En realidad, las lagunas constitucionales –y estamos en presencia de una grave falla en el diseño del régimen que realiza la Carta Magna- difícilmente pueden rellenarse mediante actuaciones de buena voluntad: es preciso reformar la norma. En nuestro caso, el célebre artículo 99 CE debería establecer que, si las gestiones del jefe del Estado encaminadas a investir un candidato no prosperan en determinado plazo, quedaría automáticamente nombrado jefe del gobierno el líder de la formación o coalición con más respaldo. Pero, como es lógico, para proceder a tal reforma (que por cierto todavía no tiene postulantes) sería necesario disponer primero de un gobierno.
El célebre artículo 99 CE debería establecer que, si las gestiones del jefe del Estado encaminadas a investir un candidato no prosperan en determinado plazo
Los cara a cara del debate de investidura han permitido en fin comprobar la imposibilidad de encontrar una formula viable. Sin que nadie pueda asegurar que las próximas elecciones arrojarán un resultado más manejable que el actual. Así las cosas, debería aguzarse el ingenio para hallar caminos practicables. Quizá el Rey podría dar algún paso en esta dirección, ya que las gestiones encaminadas a la estabilidad no tendrían por qué quebrar su neutralidad ni atribuirle sesgo político alguno. A fin de cuentas, en ningún lugar está escrito que el candidato a la presidencia del Gobierno propuesto por el Rey (art. 99.1 CE) haya de ser uno de los líderes parlamentarios.
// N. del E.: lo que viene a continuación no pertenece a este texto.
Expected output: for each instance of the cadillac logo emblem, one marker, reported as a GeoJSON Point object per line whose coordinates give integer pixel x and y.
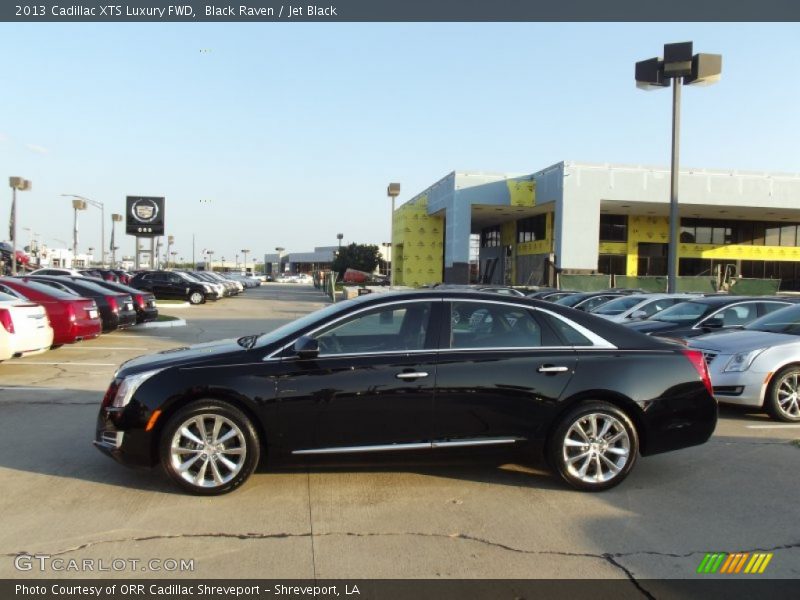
{"type": "Point", "coordinates": [144, 210]}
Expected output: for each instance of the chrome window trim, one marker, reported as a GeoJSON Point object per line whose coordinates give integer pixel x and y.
{"type": "Point", "coordinates": [410, 446]}
{"type": "Point", "coordinates": [350, 314]}
{"type": "Point", "coordinates": [699, 325]}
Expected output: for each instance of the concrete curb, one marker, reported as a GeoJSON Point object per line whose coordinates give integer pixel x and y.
{"type": "Point", "coordinates": [181, 305]}
{"type": "Point", "coordinates": [159, 324]}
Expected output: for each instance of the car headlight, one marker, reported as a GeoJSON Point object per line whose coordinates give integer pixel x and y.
{"type": "Point", "coordinates": [129, 385]}
{"type": "Point", "coordinates": [742, 361]}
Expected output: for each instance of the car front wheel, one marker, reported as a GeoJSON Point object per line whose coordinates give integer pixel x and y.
{"type": "Point", "coordinates": [783, 396]}
{"type": "Point", "coordinates": [594, 446]}
{"type": "Point", "coordinates": [209, 448]}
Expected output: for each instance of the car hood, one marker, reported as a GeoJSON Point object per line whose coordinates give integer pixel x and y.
{"type": "Point", "coordinates": [182, 356]}
{"type": "Point", "coordinates": [741, 340]}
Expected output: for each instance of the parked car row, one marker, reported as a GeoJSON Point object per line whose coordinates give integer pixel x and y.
{"type": "Point", "coordinates": [40, 312]}
{"type": "Point", "coordinates": [195, 287]}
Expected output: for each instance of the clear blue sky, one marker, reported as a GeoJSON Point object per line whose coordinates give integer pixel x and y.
{"type": "Point", "coordinates": [293, 131]}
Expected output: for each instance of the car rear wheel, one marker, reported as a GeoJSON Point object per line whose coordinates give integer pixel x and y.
{"type": "Point", "coordinates": [594, 446]}
{"type": "Point", "coordinates": [783, 396]}
{"type": "Point", "coordinates": [209, 448]}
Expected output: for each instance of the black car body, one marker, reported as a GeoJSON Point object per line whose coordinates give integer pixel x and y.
{"type": "Point", "coordinates": [699, 316]}
{"type": "Point", "coordinates": [144, 303]}
{"type": "Point", "coordinates": [116, 308]}
{"type": "Point", "coordinates": [173, 285]}
{"type": "Point", "coordinates": [394, 372]}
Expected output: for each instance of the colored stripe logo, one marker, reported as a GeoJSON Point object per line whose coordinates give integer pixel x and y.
{"type": "Point", "coordinates": [746, 563]}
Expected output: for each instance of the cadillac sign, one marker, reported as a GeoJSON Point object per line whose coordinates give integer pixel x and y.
{"type": "Point", "coordinates": [145, 216]}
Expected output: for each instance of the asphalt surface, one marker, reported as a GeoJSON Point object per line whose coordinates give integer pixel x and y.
{"type": "Point", "coordinates": [62, 498]}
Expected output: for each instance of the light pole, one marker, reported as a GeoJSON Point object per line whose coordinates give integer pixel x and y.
{"type": "Point", "coordinates": [393, 191]}
{"type": "Point", "coordinates": [680, 67]}
{"type": "Point", "coordinates": [96, 204]}
{"type": "Point", "coordinates": [77, 204]}
{"type": "Point", "coordinates": [279, 250]}
{"type": "Point", "coordinates": [23, 185]}
{"type": "Point", "coordinates": [115, 218]}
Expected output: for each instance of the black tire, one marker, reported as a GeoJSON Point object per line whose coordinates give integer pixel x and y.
{"type": "Point", "coordinates": [208, 470]}
{"type": "Point", "coordinates": [589, 462]}
{"type": "Point", "coordinates": [784, 388]}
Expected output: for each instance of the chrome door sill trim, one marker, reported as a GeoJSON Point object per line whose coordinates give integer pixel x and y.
{"type": "Point", "coordinates": [413, 446]}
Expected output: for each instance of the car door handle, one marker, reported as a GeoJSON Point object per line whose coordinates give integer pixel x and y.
{"type": "Point", "coordinates": [415, 375]}
{"type": "Point", "coordinates": [552, 369]}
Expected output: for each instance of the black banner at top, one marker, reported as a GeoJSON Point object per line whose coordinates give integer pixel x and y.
{"type": "Point", "coordinates": [399, 10]}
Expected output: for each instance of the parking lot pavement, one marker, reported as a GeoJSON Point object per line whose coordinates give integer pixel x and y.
{"type": "Point", "coordinates": [63, 498]}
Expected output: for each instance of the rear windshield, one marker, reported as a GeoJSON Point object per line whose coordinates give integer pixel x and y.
{"type": "Point", "coordinates": [50, 291]}
{"type": "Point", "coordinates": [618, 306]}
{"type": "Point", "coordinates": [685, 312]}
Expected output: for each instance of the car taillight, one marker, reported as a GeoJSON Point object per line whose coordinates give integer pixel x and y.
{"type": "Point", "coordinates": [111, 393]}
{"type": "Point", "coordinates": [699, 363]}
{"type": "Point", "coordinates": [5, 320]}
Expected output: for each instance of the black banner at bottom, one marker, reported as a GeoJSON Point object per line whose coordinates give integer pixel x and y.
{"type": "Point", "coordinates": [390, 589]}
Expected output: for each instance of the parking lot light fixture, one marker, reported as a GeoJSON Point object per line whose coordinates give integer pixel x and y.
{"type": "Point", "coordinates": [678, 66]}
{"type": "Point", "coordinates": [393, 191]}
{"type": "Point", "coordinates": [23, 185]}
{"type": "Point", "coordinates": [77, 204]}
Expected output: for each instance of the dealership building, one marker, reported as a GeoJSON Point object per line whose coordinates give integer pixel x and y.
{"type": "Point", "coordinates": [582, 218]}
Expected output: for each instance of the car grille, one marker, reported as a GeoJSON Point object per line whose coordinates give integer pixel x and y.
{"type": "Point", "coordinates": [709, 356]}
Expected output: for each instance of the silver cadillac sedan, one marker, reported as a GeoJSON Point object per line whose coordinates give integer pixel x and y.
{"type": "Point", "coordinates": [757, 365]}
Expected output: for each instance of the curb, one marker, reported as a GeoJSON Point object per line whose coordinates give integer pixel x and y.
{"type": "Point", "coordinates": [159, 324]}
{"type": "Point", "coordinates": [181, 305]}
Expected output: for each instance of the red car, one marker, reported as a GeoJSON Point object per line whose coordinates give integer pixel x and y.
{"type": "Point", "coordinates": [72, 317]}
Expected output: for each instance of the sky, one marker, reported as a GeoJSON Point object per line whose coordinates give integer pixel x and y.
{"type": "Point", "coordinates": [284, 134]}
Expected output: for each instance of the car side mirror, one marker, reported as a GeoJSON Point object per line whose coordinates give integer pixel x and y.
{"type": "Point", "coordinates": [306, 347]}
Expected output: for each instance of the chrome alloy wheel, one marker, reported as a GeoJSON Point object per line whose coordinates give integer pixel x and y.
{"type": "Point", "coordinates": [208, 450]}
{"type": "Point", "coordinates": [788, 395]}
{"type": "Point", "coordinates": [596, 448]}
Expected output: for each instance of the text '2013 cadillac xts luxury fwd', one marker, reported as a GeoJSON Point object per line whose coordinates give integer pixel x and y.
{"type": "Point", "coordinates": [427, 373]}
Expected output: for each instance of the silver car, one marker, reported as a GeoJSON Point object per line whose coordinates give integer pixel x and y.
{"type": "Point", "coordinates": [757, 365]}
{"type": "Point", "coordinates": [639, 306]}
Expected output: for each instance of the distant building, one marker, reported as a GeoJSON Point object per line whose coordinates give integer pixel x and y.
{"type": "Point", "coordinates": [597, 218]}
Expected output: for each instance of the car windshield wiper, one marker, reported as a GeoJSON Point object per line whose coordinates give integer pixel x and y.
{"type": "Point", "coordinates": [248, 341]}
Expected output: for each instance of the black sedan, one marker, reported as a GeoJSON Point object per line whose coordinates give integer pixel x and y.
{"type": "Point", "coordinates": [396, 373]}
{"type": "Point", "coordinates": [706, 315]}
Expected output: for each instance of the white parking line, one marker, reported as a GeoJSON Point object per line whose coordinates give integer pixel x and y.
{"type": "Point", "coordinates": [22, 388]}
{"type": "Point", "coordinates": [31, 362]}
{"type": "Point", "coordinates": [104, 348]}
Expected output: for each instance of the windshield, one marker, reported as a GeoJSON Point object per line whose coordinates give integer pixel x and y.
{"type": "Point", "coordinates": [618, 306]}
{"type": "Point", "coordinates": [299, 324]}
{"type": "Point", "coordinates": [571, 300]}
{"type": "Point", "coordinates": [786, 320]}
{"type": "Point", "coordinates": [685, 312]}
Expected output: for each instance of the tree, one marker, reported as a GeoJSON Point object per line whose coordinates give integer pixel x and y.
{"type": "Point", "coordinates": [362, 257]}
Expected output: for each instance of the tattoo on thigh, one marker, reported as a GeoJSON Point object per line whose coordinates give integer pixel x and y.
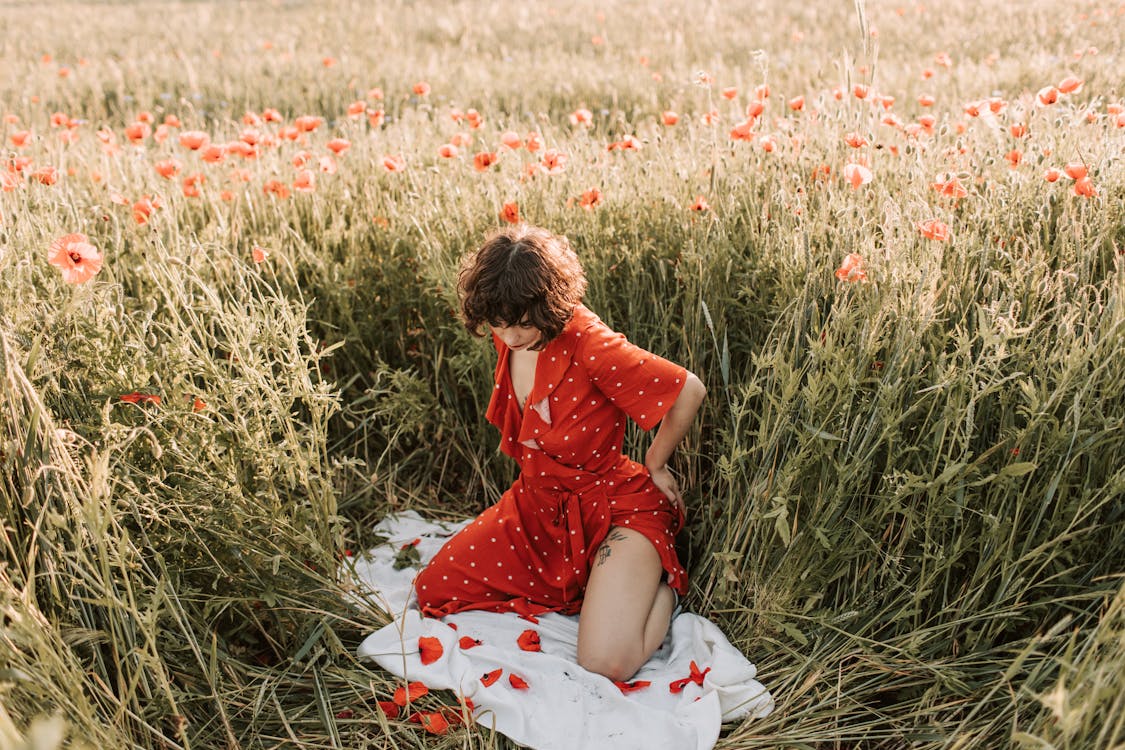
{"type": "Point", "coordinates": [604, 551]}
Hay muchas opciones que podrían desbloquear la situación: una primera, consistiría en proponer a las formaciones políticas un pacto para entronizar a una personalidad relevante como presidente a plazo fijo (el modelo Monti). Se le podría encomendar la dirección de la reforma constitucional por consenso y algunos pactos solemnes de los que se manejan estos días en la propia investidura y que gozan de acuerdo muy significativo si no unánime.
Una segunda opción, más difícil de cuadrar pero no imposible, sería la de que toda la cámara baja, o al menos una mayoría absoluta significativa, aceptase investir presidente al líder del partido más votado –a Rajoy-, para llevar a cabo específicamente una tarea concreta, semejante a la de la hipótesis anterior: impulsar reformas institucionales básicas para modernizar el Estado, resolver el conflicto catalán, suscribir pactos de estado pendientes… a plazo determinado, y con nuevas elecciones en un par de años.
La tercera opción, que requeriría un cierto derroche de autoridad moral y por tanto el respaldo de algunas voces sociales e institucionales relevantes, supondría la sustitución de los líderes partidarios actuales por otros distintos, naturalmente designados por sus propias organizaciones, en la cabecera de las listas electorales de las próximas elecciones. Todo indica que personas diferentes, no envueltas en la vorágine de su propia historia, conseguirían mucho más fácilmente un acuerdo tras una consulta que desde luego habría de adelantarse al 18 de diciembre o celebrarse en día laborable.
Hay dos meses para la convocatoria electoral, pero si los protagonistas de la situación no salen del carril convencional por le que transitan desde el 20D, no habrá otra solución que unas nuevas elecciones… el día de Navidad. Un disparate que todavía tiene enmienda si nuestros padres de la patria elevan el tono intelectual del análisis.